As those memories flooded my mind, I looked into my daughter‘s eyes, and smiled. One of god‘s greatest blessings had been in my lap all along. I had not noticed because I was blinded by my own complaints. All of a sudden as I opened my eyes paying those bills did not seem so bad. It is amazing how much easier life‘s burdens are when you open your eyes to God‘s blessings. In the fourth chapter of Philippians, Paul encourages us to think about the blessings from God and not our short comings. When you think about God‘s blessings in your life, God will open your eyes just as he did for the blind man. Life is too short to miss God‘s blessing simply because we fail to see what is right in front of us.
As I turned my attention back toward the mountain of medical bills and looked at my daughter playing doctor. With a huge smile I thought, “two more payments and she‘s all mine!” How many blessings can you see?
Many years ago, I was watching our children while my wife went grocery shopping. Our young daughter was running from one room to another, and our infant son was finally asleep. I was just about to settle into the recliner to watch television when I noticed something scary. It was much too quite in the house. There is just a certain amount of noise and activity that you can expect from a three-year-old, and when it’s not there…watch out!

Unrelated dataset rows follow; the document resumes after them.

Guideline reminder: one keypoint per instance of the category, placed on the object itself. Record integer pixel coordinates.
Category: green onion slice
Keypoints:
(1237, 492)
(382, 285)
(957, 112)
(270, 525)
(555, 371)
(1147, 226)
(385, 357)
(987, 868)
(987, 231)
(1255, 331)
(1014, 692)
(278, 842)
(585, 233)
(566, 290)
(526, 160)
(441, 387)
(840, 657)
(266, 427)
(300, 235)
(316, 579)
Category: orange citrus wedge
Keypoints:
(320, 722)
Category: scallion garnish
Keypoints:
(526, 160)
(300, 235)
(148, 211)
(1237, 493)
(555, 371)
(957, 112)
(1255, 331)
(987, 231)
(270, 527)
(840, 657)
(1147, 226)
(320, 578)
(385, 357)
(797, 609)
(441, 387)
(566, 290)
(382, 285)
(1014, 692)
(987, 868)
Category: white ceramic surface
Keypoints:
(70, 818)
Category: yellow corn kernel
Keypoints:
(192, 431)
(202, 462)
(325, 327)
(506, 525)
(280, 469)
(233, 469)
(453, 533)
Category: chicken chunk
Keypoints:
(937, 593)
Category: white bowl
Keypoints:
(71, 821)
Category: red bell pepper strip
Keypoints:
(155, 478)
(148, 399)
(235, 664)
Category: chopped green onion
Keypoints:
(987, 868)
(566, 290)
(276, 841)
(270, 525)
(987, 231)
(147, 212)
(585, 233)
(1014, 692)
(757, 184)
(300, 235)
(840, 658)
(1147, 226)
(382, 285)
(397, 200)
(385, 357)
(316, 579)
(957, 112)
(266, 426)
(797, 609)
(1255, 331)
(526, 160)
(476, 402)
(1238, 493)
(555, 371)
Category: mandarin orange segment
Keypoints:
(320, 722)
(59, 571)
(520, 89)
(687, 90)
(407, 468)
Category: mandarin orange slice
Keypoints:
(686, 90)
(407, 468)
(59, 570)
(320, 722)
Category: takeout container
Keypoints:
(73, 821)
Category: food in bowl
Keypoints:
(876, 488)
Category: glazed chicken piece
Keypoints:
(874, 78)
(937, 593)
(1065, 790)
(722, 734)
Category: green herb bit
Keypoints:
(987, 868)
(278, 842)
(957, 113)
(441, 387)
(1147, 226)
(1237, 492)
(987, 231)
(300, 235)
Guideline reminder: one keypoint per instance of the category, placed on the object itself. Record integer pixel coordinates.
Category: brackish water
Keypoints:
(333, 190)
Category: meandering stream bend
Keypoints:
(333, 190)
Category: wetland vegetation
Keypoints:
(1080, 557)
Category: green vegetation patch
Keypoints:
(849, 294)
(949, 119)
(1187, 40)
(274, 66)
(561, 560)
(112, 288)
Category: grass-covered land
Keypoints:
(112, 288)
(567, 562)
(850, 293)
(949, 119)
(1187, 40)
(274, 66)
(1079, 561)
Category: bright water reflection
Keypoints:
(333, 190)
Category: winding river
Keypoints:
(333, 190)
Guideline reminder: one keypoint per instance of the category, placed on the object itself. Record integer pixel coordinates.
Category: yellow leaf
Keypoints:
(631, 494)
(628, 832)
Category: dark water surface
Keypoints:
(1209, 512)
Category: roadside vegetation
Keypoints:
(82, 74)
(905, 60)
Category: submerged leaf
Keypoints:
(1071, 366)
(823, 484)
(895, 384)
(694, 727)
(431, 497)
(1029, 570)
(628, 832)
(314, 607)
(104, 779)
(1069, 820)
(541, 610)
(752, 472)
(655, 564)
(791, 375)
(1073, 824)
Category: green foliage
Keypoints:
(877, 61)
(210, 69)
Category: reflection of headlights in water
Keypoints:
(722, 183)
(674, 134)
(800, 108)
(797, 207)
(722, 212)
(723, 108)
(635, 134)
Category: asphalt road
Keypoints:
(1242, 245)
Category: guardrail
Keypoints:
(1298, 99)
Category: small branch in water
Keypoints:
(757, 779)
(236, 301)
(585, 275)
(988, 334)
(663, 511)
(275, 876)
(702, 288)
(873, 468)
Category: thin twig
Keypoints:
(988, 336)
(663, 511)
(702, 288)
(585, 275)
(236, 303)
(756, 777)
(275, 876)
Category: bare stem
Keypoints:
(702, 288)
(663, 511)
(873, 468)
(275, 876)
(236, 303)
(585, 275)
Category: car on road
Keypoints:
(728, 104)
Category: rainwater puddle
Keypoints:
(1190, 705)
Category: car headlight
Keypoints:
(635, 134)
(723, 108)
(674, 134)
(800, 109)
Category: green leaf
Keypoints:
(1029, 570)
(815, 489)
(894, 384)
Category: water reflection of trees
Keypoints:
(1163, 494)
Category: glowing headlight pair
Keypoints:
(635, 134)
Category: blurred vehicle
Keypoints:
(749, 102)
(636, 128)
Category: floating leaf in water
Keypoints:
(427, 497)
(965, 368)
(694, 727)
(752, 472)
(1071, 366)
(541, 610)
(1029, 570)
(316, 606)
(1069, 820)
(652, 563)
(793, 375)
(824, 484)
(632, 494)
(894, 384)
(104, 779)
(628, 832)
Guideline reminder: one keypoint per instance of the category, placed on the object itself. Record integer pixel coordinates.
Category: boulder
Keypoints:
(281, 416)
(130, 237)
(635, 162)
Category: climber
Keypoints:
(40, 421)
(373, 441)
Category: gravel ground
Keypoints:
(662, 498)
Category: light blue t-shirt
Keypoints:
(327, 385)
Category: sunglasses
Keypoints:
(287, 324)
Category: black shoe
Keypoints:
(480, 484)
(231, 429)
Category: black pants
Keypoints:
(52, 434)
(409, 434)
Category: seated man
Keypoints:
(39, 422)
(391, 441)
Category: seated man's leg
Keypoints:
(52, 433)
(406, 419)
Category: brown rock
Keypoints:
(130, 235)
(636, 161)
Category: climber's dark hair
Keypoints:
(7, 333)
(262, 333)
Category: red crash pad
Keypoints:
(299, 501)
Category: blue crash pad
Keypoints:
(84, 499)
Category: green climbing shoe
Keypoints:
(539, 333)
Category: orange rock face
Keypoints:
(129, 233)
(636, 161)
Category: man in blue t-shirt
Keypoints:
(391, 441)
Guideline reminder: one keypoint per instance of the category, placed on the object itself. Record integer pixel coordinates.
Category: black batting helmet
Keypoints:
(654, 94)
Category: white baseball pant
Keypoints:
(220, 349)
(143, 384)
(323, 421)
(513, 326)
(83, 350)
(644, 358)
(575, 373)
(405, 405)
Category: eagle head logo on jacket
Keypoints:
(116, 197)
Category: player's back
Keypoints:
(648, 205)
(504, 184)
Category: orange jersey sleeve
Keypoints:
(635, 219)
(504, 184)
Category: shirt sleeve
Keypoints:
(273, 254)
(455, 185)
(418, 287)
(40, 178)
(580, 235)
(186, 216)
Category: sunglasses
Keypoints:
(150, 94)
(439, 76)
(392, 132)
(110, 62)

I went room to room, searching for my daughter. I found her sitting on a stool in front of the bathroom mirror. Her mouth, chin and nose were covered with red lip stick. Powdered make-up covered not only her face and hair, but also the floor and sink. I could see streaks of black eye liner running across her fore head. Looking up at me smiling, she said, “Do I look pretty like mommy, daddy?” I rubbed my head, and shifted into a ̳Daddy‘ tone of voice. “Why did you do this? Who told you that it was okay to put make-up on your face? Your mother will get you and me both!” She looked up at me with a curious smirk, and said “It’s okay daddy, I just wanted to look like mommy, she does this all the time.” What could I say? She was as beautiful as her mother.
Cleaning my daughter‘s mess, I realized that most everyone has an idol in another person. It appears to be a part of human nature. Preachers look at other ministers and say, “Oh, if only I could preach like that.” School teachers look down their halls and say, “Oh, if I only could maintain discipline like she does.” Business people look at others and say, “Now that’s the kind of person I wish I could be.” It stands to reason then that while you and I have secret idols, someone else maybe watching us. It might be that young man in the office or in the cafeteria. It could even be one of your children.
We have a responsibility which we can‘t afford to forget. For that reason we need to hold our heads high in dignity doing community service. We need to be above reproach in our personal and business dealings. The young around us deserve to see truth and love demonstrated by actions and words. While the world changes, we owe it to that unknown person watching us to remain steadfast to the idea which first caught their attention…as we walk worthy of our Christian calling (Ephesians 4:1) making Christ known through our actions. You never know who’s watching.